New version adds another compression layer (layer 6) which is a new default using new statistics and cut offs to improve compression rate vs time spent. At the same time performance of compression was improved by optimizations, so overall Level 6 compression time is only slightly higher than Level 5 time in the version 6.4.0. (Plan is to return to performance optimizations in the following release).
BitMagic library uses bit-vectors as buillding blocks for succinct containers, this release improves serialization-compression of other succinct structures.
This serialization format change supports protocol evolution, new version is backward compatible with the old BLOBs, you don't have to re-serialize the old BLOBs and convert databases. Old readers will NOT be able to read new BLOBs without recompilation.
- Version 7.0.0 fixes a rare, but critical bug in Rank-Select index algorithm.

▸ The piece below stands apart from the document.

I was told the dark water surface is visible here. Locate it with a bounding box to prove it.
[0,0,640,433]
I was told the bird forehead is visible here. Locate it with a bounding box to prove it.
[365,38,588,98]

Compression rates comparison
Compression comparison in bytes. BitMagic v7.0.0 improves Binary Interpolative Coding compression rates on both level 5 (old default) and level 6 (new default). Measured on Gov2 benchmark set of inverted lists (sorted and unsorted) it gives up to 6% improvement, which should significantly imrove storage efficiency for very large systems.
Thanks to Daniel Lemire and Leonid Boytsov (authors of Roaring Bitmaps) for providing benchmarking sets of inverted lists.